Python's approach to Excel automation essentially replaces large amounts of repetitive manual work with a few lines of code. This isn't just about improving office efficiency — it embodies computational thinking: abstracting repetitive labor into reusable program logic. In software engineering, this mindset is known as the DRY principle (Don't Repeat Yourself), one of the cornerstones of efficient programming.

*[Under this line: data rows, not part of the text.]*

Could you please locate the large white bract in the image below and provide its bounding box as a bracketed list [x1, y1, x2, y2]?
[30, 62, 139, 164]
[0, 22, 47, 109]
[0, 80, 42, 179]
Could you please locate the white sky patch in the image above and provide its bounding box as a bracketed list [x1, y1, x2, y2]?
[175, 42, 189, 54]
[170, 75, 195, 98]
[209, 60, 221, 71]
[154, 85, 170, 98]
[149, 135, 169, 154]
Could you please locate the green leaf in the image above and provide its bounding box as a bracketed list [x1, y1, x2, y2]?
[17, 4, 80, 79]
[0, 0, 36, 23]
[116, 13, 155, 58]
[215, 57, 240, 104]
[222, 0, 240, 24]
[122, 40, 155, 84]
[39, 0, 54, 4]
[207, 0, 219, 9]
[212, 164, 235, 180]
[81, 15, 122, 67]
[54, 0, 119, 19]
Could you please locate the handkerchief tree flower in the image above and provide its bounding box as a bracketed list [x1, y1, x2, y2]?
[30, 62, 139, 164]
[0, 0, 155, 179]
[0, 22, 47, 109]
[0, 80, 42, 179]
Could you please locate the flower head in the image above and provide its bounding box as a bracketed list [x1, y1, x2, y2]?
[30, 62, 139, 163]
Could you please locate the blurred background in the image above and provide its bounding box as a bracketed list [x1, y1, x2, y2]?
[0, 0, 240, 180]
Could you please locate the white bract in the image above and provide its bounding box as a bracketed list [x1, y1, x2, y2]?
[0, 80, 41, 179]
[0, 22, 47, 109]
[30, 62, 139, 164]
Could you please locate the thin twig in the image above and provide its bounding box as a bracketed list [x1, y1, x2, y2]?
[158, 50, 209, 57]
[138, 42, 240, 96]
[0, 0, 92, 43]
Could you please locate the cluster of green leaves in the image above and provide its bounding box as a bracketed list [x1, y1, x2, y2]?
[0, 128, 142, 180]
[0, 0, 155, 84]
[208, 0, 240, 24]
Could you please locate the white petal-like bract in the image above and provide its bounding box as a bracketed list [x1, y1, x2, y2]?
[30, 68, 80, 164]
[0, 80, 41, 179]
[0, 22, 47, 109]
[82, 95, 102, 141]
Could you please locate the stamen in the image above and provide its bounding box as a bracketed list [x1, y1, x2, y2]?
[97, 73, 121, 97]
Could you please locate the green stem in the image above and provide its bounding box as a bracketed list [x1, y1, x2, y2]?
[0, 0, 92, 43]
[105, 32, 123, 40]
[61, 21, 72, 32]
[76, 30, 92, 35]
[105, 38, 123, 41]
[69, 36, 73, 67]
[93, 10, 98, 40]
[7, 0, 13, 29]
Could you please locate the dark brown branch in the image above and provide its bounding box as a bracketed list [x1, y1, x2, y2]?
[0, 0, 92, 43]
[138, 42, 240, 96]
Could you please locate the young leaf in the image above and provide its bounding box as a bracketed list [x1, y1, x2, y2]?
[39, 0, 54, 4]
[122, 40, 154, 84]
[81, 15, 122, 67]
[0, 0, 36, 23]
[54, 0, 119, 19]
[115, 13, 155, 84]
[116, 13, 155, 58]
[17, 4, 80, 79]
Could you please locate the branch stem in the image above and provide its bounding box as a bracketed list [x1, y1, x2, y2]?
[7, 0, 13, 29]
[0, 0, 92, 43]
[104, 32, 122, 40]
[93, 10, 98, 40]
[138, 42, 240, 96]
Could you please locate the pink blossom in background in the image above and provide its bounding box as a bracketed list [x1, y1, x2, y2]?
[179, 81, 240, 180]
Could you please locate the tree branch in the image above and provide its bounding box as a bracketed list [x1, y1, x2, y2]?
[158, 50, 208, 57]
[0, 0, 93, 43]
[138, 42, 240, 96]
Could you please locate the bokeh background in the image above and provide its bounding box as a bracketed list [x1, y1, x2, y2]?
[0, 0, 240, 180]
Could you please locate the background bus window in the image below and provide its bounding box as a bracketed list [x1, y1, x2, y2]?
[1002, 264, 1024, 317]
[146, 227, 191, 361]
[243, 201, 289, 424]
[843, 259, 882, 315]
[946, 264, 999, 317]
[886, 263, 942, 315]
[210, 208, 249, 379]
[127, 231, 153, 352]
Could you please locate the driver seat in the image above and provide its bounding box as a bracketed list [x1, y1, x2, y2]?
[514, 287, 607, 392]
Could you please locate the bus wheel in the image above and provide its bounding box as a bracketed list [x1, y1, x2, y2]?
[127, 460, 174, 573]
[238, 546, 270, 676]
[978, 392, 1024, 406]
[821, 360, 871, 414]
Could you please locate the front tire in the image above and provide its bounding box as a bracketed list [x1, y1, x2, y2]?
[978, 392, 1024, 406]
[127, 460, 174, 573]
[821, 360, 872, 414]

For those looking to get started with Python, office automation is an excellent entry point: low barrier, quick results, and highly practical. Once you've learned basic syntax and the Pandas library, you can immediately apply it to real work — truly putting knowledge into practice. Beyond Excel operations, Python can easily automate other office scenarios such as batch Word document generation (python-docx), PDF file processing (PyPDF2), automated email sending (smtplib), and more. Once you've grasped the core concepts, you'll find it remarkably easy to extend your skills to new domains.